Im langjährigen Mittel (gestrichelt) ist das Verhältnis recht konstant bei ca. 44%, die starken Fluktuationen kommen zum allergrößten Teil durch die wechselnde Effektivität der Photosynthese an Land infolge des variierenden Wasserangebotes. Das ist genau das, was die Niederschlagsabhängigkeit von ENSO im ersten Bild nahelegt.
Dass es 2023 nun genau so kam, ist wenig überraschend. Eigentlich kaum eine Überschrift wert, es bestätigt lang gesichertes Wissen.
Wir erwarten nun Ende 2024 den Übergang von ENSO zu La Nina-Bedingungen, dann werden die Landmassen wie sonst auch immer bisher auch wieder deutlich mehr CO2 verarbeiten zu Biomasse. Das ist die gute Nachricht.

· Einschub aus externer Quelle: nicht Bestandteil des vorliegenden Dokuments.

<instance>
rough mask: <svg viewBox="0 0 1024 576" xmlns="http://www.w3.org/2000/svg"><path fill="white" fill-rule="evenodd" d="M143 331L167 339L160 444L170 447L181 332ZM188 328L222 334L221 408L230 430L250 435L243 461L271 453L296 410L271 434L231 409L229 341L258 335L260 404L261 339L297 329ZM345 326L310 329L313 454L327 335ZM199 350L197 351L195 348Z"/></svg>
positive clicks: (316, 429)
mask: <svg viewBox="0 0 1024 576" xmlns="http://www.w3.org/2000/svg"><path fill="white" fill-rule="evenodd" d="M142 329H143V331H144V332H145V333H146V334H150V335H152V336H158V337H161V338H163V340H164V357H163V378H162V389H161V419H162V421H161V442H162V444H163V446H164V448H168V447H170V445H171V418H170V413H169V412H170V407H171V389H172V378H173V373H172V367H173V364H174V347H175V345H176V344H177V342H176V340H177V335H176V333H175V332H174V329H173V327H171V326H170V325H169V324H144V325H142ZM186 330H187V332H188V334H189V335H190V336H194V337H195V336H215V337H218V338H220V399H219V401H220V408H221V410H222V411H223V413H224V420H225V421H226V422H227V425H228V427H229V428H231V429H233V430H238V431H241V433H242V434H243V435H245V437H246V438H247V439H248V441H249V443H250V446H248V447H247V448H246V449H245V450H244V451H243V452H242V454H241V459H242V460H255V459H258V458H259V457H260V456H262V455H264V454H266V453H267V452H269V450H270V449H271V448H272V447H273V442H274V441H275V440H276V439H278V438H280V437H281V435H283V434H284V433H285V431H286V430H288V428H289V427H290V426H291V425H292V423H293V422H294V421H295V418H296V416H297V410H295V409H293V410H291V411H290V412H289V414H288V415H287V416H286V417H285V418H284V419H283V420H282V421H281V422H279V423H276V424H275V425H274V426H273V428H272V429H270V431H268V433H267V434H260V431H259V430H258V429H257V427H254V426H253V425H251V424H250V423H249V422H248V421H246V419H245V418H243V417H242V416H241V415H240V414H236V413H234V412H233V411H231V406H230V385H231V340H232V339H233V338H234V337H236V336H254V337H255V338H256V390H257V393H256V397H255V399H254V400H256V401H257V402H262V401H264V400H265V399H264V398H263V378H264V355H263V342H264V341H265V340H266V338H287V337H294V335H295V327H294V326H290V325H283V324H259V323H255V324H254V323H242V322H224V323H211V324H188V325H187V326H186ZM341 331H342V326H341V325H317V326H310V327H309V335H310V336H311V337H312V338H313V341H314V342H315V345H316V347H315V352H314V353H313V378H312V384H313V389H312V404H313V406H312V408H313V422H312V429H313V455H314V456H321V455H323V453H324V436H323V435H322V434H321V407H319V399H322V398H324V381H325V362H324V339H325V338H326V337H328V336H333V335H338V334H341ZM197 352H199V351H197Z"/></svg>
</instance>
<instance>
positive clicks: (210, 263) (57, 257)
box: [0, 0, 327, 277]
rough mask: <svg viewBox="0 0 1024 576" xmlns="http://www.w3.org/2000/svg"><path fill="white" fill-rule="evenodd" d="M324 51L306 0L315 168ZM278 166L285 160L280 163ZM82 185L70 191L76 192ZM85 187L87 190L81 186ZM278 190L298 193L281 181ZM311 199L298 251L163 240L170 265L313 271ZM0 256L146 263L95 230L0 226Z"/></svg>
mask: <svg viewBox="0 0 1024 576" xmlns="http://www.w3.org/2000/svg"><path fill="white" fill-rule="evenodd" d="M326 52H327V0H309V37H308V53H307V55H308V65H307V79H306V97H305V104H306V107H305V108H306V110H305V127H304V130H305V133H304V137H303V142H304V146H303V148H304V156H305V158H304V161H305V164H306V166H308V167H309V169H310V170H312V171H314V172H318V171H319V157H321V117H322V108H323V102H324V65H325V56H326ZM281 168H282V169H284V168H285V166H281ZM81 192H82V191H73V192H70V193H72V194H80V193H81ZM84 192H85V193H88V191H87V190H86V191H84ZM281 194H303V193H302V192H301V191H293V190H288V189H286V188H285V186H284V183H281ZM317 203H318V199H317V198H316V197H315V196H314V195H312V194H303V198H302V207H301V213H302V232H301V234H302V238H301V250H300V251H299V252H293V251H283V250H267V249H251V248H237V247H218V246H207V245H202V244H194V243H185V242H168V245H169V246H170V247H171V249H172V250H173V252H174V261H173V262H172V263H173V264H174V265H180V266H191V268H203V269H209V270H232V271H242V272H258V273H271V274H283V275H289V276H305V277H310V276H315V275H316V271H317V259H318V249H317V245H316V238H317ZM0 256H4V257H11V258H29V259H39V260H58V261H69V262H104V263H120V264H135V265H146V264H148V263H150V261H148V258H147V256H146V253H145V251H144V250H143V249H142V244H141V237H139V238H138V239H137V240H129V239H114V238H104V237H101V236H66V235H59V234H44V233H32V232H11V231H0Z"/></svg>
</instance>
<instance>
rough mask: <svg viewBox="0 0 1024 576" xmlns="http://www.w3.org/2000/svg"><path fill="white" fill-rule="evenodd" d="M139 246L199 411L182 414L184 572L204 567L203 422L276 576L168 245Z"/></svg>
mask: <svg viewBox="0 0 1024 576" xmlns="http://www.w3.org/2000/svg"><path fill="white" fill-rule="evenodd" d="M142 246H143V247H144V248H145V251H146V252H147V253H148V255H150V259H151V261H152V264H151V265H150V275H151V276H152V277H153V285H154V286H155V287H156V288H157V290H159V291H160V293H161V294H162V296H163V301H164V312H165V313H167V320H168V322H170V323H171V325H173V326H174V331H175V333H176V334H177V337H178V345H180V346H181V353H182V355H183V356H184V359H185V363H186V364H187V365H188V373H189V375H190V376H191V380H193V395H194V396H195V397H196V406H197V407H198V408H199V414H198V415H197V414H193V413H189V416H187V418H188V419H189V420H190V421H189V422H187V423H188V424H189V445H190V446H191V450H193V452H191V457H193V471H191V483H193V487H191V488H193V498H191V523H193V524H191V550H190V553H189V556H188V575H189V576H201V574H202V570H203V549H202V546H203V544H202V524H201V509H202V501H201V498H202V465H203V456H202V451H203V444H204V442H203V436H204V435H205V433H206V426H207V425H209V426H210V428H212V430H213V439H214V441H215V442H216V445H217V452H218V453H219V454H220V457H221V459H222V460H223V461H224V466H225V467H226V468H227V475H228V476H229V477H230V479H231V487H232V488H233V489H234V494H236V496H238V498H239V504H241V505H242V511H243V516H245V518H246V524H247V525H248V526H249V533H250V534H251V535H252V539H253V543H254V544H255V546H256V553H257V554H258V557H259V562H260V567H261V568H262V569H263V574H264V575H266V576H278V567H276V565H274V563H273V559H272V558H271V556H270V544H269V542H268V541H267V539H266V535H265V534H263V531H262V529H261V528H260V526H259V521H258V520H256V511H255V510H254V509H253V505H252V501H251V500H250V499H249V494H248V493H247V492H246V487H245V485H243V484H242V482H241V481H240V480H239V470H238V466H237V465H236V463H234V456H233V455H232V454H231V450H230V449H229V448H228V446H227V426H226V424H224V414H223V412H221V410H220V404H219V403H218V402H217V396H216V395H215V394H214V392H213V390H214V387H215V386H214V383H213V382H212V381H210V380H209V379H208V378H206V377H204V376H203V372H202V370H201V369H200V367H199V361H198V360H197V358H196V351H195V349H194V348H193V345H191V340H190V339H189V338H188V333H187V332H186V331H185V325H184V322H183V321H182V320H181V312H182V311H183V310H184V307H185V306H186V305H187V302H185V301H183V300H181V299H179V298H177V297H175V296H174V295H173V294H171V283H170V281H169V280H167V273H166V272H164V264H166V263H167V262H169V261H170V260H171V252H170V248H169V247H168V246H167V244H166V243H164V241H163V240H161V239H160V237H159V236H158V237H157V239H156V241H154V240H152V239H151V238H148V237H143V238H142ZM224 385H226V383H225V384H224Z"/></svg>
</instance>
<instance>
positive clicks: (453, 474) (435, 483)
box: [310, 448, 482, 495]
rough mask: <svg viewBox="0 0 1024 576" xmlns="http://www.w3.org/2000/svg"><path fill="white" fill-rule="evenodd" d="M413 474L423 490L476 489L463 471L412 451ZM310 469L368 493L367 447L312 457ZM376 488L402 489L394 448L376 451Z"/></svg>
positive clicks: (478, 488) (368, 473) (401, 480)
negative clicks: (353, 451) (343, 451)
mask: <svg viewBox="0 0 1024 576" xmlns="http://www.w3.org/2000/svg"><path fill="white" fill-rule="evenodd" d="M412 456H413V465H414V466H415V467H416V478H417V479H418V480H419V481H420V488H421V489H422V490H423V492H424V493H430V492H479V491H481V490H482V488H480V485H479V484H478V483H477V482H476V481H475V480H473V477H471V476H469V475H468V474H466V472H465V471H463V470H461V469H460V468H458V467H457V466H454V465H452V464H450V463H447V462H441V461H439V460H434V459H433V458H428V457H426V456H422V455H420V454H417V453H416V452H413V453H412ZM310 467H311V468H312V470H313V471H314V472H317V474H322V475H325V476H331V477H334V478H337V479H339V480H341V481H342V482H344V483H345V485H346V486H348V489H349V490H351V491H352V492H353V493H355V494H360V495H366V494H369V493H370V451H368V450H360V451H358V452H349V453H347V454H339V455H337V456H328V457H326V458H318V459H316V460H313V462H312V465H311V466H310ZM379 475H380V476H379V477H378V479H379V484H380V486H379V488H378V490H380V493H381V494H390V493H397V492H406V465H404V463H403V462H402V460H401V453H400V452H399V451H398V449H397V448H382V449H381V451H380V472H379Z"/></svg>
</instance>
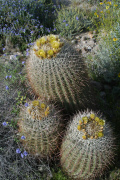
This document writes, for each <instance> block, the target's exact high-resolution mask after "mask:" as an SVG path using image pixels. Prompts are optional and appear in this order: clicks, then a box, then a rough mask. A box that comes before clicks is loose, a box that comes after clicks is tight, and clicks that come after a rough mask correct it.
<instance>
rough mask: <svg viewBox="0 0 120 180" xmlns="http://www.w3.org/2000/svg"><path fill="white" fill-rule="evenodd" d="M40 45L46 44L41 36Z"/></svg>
mask: <svg viewBox="0 0 120 180" xmlns="http://www.w3.org/2000/svg"><path fill="white" fill-rule="evenodd" d="M39 41H40V44H45V43H46V38H45V37H44V36H43V37H41V38H40V39H39Z"/></svg>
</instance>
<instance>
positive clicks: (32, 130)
mask: <svg viewBox="0 0 120 180" xmlns="http://www.w3.org/2000/svg"><path fill="white" fill-rule="evenodd" d="M61 119H62V118H61V115H60V113H59V110H56V108H55V106H54V105H53V104H48V103H46V102H45V103H44V102H42V101H40V100H39V99H38V100H34V101H32V102H31V101H30V102H29V103H28V107H24V108H21V111H20V118H19V120H18V126H19V130H18V131H19V133H18V135H19V136H21V137H25V138H24V140H23V139H22V140H21V141H22V143H23V146H24V147H25V149H26V150H27V151H28V152H29V153H30V154H32V155H35V156H39V157H43V158H46V157H47V156H48V157H51V155H52V154H53V153H54V152H55V151H56V150H57V147H58V143H59V135H60V132H62V131H61V130H62V123H61Z"/></svg>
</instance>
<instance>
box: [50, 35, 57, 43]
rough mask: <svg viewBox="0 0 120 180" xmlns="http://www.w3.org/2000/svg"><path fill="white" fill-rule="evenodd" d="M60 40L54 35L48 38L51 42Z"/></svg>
mask: <svg viewBox="0 0 120 180" xmlns="http://www.w3.org/2000/svg"><path fill="white" fill-rule="evenodd" d="M57 39H58V37H57V36H55V35H53V34H50V35H49V36H48V40H49V41H50V42H51V41H56V40H57Z"/></svg>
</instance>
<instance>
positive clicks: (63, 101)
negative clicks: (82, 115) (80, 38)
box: [26, 34, 90, 112]
mask: <svg viewBox="0 0 120 180" xmlns="http://www.w3.org/2000/svg"><path fill="white" fill-rule="evenodd" d="M26 70H27V77H28V78H27V79H28V80H29V81H28V82H29V84H30V86H31V87H32V89H33V91H34V93H35V94H36V95H38V96H39V97H41V98H43V97H44V98H47V99H51V100H53V101H54V100H55V101H56V102H58V103H60V104H62V105H64V108H65V109H66V110H67V112H75V110H77V109H78V107H79V108H80V107H85V106H86V105H85V103H86V102H87V100H88V99H89V98H88V96H89V95H90V93H89V87H88V84H87V83H88V76H87V73H86V68H85V65H84V62H83V59H82V58H80V56H79V55H78V54H77V52H76V51H75V50H74V49H73V48H72V45H70V42H67V41H66V40H64V39H63V38H60V37H59V36H58V35H53V34H50V35H48V36H43V37H41V38H39V39H38V40H36V42H35V44H34V46H33V47H32V48H31V50H30V56H29V57H28V59H27V62H26ZM86 94H87V97H86Z"/></svg>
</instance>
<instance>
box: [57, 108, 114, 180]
mask: <svg viewBox="0 0 120 180" xmlns="http://www.w3.org/2000/svg"><path fill="white" fill-rule="evenodd" d="M114 150H115V142H114V137H113V135H112V129H111V128H110V125H109V124H108V123H107V122H106V120H105V119H104V118H103V117H102V115H99V113H98V112H97V113H95V112H93V111H89V110H87V111H86V112H84V113H80V112H79V113H78V114H77V115H75V116H74V118H73V119H72V121H71V124H70V125H69V127H68V129H67V131H66V135H65V136H64V138H63V142H62V146H61V153H60V155H61V158H60V161H61V166H62V168H63V170H64V171H65V172H66V173H67V174H68V175H69V176H70V177H72V179H78V180H85V179H90V180H91V179H94V178H96V177H97V176H99V177H100V176H101V175H102V174H103V173H104V170H105V169H106V168H107V167H108V166H109V165H110V164H111V163H112V162H113V159H114Z"/></svg>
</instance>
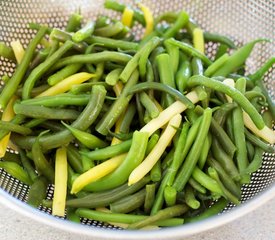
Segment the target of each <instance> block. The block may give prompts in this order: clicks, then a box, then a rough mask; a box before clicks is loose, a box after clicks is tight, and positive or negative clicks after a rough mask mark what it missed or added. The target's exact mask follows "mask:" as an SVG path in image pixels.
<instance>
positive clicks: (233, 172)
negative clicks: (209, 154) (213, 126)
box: [211, 138, 240, 181]
mask: <svg viewBox="0 0 275 240" xmlns="http://www.w3.org/2000/svg"><path fill="white" fill-rule="evenodd" d="M211 150H212V154H213V156H214V158H215V159H216V160H217V161H218V162H219V163H220V164H221V165H222V167H223V168H224V170H225V171H226V172H227V173H228V174H229V175H230V177H231V178H232V179H233V180H234V181H239V180H240V174H239V172H238V169H237V167H236V166H235V163H234V161H233V159H232V158H230V157H229V156H228V155H227V154H226V153H225V151H224V150H223V149H222V147H221V145H220V144H219V142H218V140H217V139H216V138H213V141H212V145H211Z"/></svg>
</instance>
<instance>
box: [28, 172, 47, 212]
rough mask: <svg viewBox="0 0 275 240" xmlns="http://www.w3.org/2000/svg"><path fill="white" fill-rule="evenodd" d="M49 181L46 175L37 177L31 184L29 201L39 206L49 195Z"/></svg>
mask: <svg viewBox="0 0 275 240" xmlns="http://www.w3.org/2000/svg"><path fill="white" fill-rule="evenodd" d="M47 188H48V181H47V179H46V178H45V177H43V176H40V177H37V178H36V179H35V181H34V183H33V184H32V185H31V186H30V190H29V194H28V200H27V203H28V204H30V205H31V206H33V207H35V208H37V207H38V206H39V205H40V204H41V203H42V201H43V199H45V198H46V196H47Z"/></svg>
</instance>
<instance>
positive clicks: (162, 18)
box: [154, 11, 178, 25]
mask: <svg viewBox="0 0 275 240" xmlns="http://www.w3.org/2000/svg"><path fill="white" fill-rule="evenodd" d="M177 17H178V13H176V12H173V11H168V12H164V13H162V14H160V15H159V16H157V17H156V18H155V21H154V23H155V25H157V24H158V23H160V22H162V21H166V22H168V23H173V22H175V21H176V19H177Z"/></svg>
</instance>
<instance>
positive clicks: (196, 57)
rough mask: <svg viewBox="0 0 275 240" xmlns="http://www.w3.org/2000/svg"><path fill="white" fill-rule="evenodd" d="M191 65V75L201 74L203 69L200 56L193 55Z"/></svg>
mask: <svg viewBox="0 0 275 240" xmlns="http://www.w3.org/2000/svg"><path fill="white" fill-rule="evenodd" d="M211 65H212V64H211ZM191 66H192V73H193V75H203V71H204V69H203V64H202V61H201V59H200V58H197V57H193V58H192V61H191Z"/></svg>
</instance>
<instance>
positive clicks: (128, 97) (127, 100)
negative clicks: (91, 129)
mask: <svg viewBox="0 0 275 240" xmlns="http://www.w3.org/2000/svg"><path fill="white" fill-rule="evenodd" d="M137 82H138V71H134V72H133V74H132V75H131V77H130V79H129V80H128V82H127V84H126V85H125V86H124V88H123V91H122V93H121V94H120V96H119V97H118V99H117V100H116V101H115V102H114V103H113V104H112V106H111V108H110V110H109V112H107V113H106V114H105V115H104V116H103V118H102V119H101V120H100V121H99V122H98V123H97V125H96V127H95V129H96V131H97V132H99V133H100V134H102V135H107V133H108V130H109V129H111V128H112V127H113V126H114V124H115V123H116V121H117V120H118V118H119V116H120V115H121V114H122V112H123V111H124V110H125V109H126V108H127V106H128V104H129V102H130V100H131V99H132V96H133V94H130V95H128V92H129V89H131V87H132V86H134V85H135V84H136V83H137Z"/></svg>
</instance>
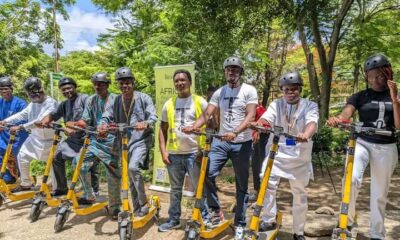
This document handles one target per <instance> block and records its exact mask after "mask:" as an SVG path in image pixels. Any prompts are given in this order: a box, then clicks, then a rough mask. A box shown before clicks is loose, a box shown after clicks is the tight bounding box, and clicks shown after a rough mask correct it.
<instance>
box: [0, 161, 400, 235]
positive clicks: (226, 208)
mask: <svg viewBox="0 0 400 240" xmlns="http://www.w3.org/2000/svg"><path fill="white" fill-rule="evenodd" d="M315 168H317V166H315ZM331 171H332V172H331V173H332V177H333V181H334V183H335V187H336V189H337V191H340V178H341V176H342V173H343V171H342V169H341V168H340V169H335V170H331ZM222 175H230V176H232V175H233V173H232V170H231V169H229V168H226V169H225V170H224V172H223V173H222ZM369 182H370V178H369V170H367V173H366V176H365V179H364V183H363V187H362V191H361V193H360V196H359V198H358V202H357V210H358V219H359V225H360V231H359V235H358V238H357V239H368V238H369V234H368V228H369ZM218 186H219V188H220V192H219V196H220V198H221V202H222V204H223V207H224V209H228V208H229V206H230V204H231V203H232V202H233V201H234V194H235V186H234V184H229V183H226V182H223V181H222V180H221V179H220V180H219V181H218ZM249 186H250V187H252V183H250V184H249ZM103 189H104V190H105V186H104V187H103ZM308 192H309V198H308V200H309V213H310V214H311V213H312V212H313V211H314V210H315V209H317V208H319V207H321V206H329V207H331V208H333V209H334V210H335V211H337V210H338V209H339V203H340V198H339V194H340V193H339V192H338V194H335V192H334V190H333V188H332V185H331V183H330V180H329V177H328V176H327V173H326V170H325V176H324V177H322V175H321V172H320V171H318V170H317V169H316V171H315V180H314V181H313V182H311V183H310V185H309V189H308ZM148 193H149V194H156V195H158V196H160V199H161V204H162V208H161V214H160V215H161V219H160V221H161V222H164V221H165V220H166V218H167V216H168V214H167V212H168V202H169V195H168V194H167V193H159V192H151V191H149V192H148ZM188 201H189V202H190V199H187V198H186V199H185V200H184V202H188ZM278 203H279V208H280V210H281V211H282V212H283V215H284V219H283V227H282V230H281V231H280V233H279V239H292V232H291V224H292V216H291V212H290V209H291V194H290V188H289V185H288V182H286V181H283V182H281V184H280V190H279V193H278ZM183 205H186V206H187V205H190V204H183ZM29 211H30V201H23V202H13V203H10V202H8V203H6V204H5V205H3V206H2V207H1V208H0V239H4V240H19V239H21V240H22V239H31V240H36V239H60V240H61V239H85V240H90V239H96V240H103V239H118V235H117V223H116V222H114V221H111V219H110V218H109V217H107V216H106V211H105V210H102V211H100V212H97V213H95V214H92V215H90V216H75V215H74V214H71V215H70V217H69V221H68V222H67V223H66V224H65V227H64V230H63V231H62V232H60V233H54V230H53V225H54V220H55V212H56V210H55V209H52V208H46V209H45V210H44V213H42V215H41V217H40V219H39V220H38V221H37V222H35V223H31V222H30V220H29V219H28V217H29ZM182 211H183V213H182V219H183V220H182V222H181V223H182V226H184V225H185V222H186V220H187V219H189V218H190V215H191V209H190V208H186V207H184V206H183V208H182ZM251 214H252V209H251V208H249V209H248V215H249V216H250V215H251ZM225 217H226V218H229V217H231V215H230V214H228V213H226V214H225ZM332 218H333V219H332V221H336V217H332ZM248 219H249V218H248ZM316 221H318V220H317V219H310V218H308V219H307V224H312V223H315V222H316ZM385 228H386V233H387V235H386V239H396V240H397V239H400V168H399V167H398V168H397V169H396V170H395V174H394V176H393V179H392V184H391V187H390V194H389V202H388V204H387V213H386V221H385ZM183 236H184V231H183V227H182V228H181V229H179V230H174V231H171V232H167V233H159V232H157V224H156V223H155V222H154V221H152V222H149V223H148V224H147V225H146V226H145V227H144V228H143V229H139V230H135V234H134V239H154V240H155V239H163V240H169V239H170V240H177V239H183ZM232 238H233V231H232V230H231V229H228V230H226V231H225V232H224V233H223V234H221V236H219V238H217V239H232ZM307 239H330V238H329V237H319V238H308V237H307Z"/></svg>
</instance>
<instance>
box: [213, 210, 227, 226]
mask: <svg viewBox="0 0 400 240" xmlns="http://www.w3.org/2000/svg"><path fill="white" fill-rule="evenodd" d="M224 219H225V218H224V213H223V212H222V211H221V209H218V210H215V211H212V212H211V214H210V223H211V225H212V226H217V225H218V224H220V223H221V222H223V221H224Z"/></svg>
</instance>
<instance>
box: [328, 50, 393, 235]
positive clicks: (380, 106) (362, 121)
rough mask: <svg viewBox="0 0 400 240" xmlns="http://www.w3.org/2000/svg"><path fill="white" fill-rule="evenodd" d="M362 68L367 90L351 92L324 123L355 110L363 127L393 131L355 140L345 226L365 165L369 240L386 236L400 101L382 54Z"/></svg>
mask: <svg viewBox="0 0 400 240" xmlns="http://www.w3.org/2000/svg"><path fill="white" fill-rule="evenodd" d="M364 71H365V76H366V80H367V83H368V86H370V88H367V89H366V90H363V91H360V92H358V93H355V94H353V95H352V96H351V97H350V98H349V100H348V101H347V104H346V106H345V107H344V109H343V110H342V112H341V113H340V114H339V115H338V116H337V117H331V118H330V119H329V120H328V121H327V124H328V125H330V126H336V125H337V124H338V123H340V122H342V121H348V120H350V118H351V117H352V116H353V114H354V113H355V111H358V115H359V119H360V122H363V123H364V124H363V127H373V128H378V129H385V130H389V131H392V132H393V134H392V135H391V136H384V135H377V134H376V135H375V134H374V135H368V134H363V133H361V134H360V135H359V137H358V138H357V141H356V150H355V152H354V166H353V176H352V185H351V195H350V204H349V214H348V228H352V227H353V223H354V217H355V213H356V206H355V204H356V200H357V197H358V193H359V191H360V189H361V184H362V180H363V175H364V172H365V169H366V167H367V166H368V164H370V168H371V197H370V206H371V217H370V218H371V221H370V235H371V239H385V224H384V220H385V208H386V203H387V201H388V199H387V195H388V192H389V186H390V181H391V177H392V175H393V172H394V169H395V168H396V165H397V161H398V152H397V147H396V137H395V135H394V132H395V130H396V129H399V128H400V102H399V100H398V96H397V86H396V83H395V82H394V81H393V70H392V66H391V64H390V62H389V60H388V59H387V57H386V56H385V55H383V54H375V55H372V56H370V57H368V58H367V60H366V61H365V64H364Z"/></svg>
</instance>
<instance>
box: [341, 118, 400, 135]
mask: <svg viewBox="0 0 400 240" xmlns="http://www.w3.org/2000/svg"><path fill="white" fill-rule="evenodd" d="M363 124H364V123H363V122H353V123H352V122H350V121H342V122H340V123H338V126H339V128H340V129H354V130H355V131H356V132H358V133H365V134H369V135H372V134H376V135H381V136H392V135H393V134H394V132H392V131H389V130H385V129H380V128H375V127H363Z"/></svg>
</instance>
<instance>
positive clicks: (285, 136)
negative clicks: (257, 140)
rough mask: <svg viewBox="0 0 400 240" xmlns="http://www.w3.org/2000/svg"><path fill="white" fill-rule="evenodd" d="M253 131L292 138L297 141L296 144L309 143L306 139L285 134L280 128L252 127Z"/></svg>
mask: <svg viewBox="0 0 400 240" xmlns="http://www.w3.org/2000/svg"><path fill="white" fill-rule="evenodd" d="M251 128H252V129H253V130H255V131H258V132H263V133H272V134H276V135H280V136H284V137H285V138H290V139H294V140H296V142H308V140H306V139H302V138H298V137H296V136H294V135H290V134H288V133H285V132H283V128H282V127H279V126H275V127H274V128H271V127H264V126H252V127H251Z"/></svg>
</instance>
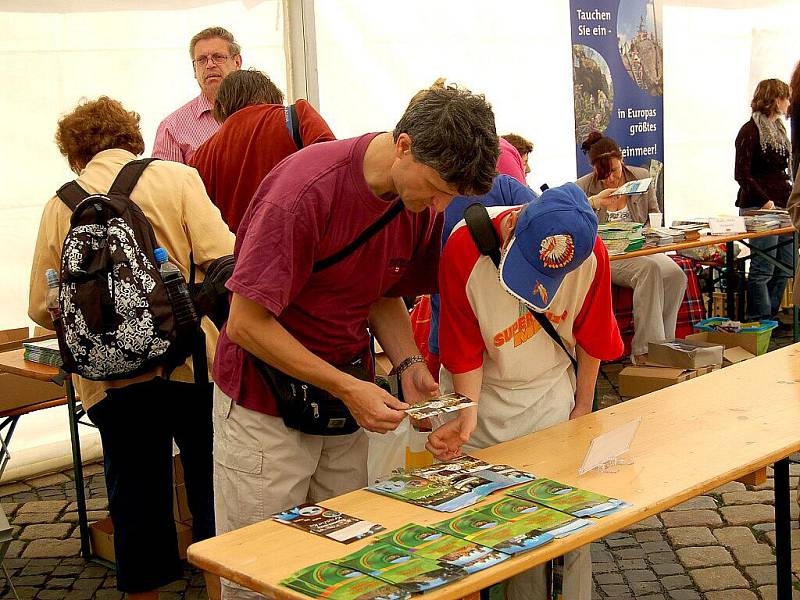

Die schlechte ist, dass ein weiteres Mal der natürliche ENSO-Zyklus mit seinen bekannten Zusammenhängen zum Niederschlag besonders in den sehr Bio-aktiven Tropen benutzt wurde, um „Alarm“ zu schlagen und eine generelle Möglichkeit der starken Schwächung der CO2-Aufnahmefähigkeit von Landmassen zu suggerieren.
Auf dieser Website werden Sie bisher vergeblich das Wort „Alarmisten“ suchen. Leider ist man manchmal versucht, das Wort zu gebrauchen, wenn solche „alarmierenden“ Überschriften ohne Substanz im Raum stehen.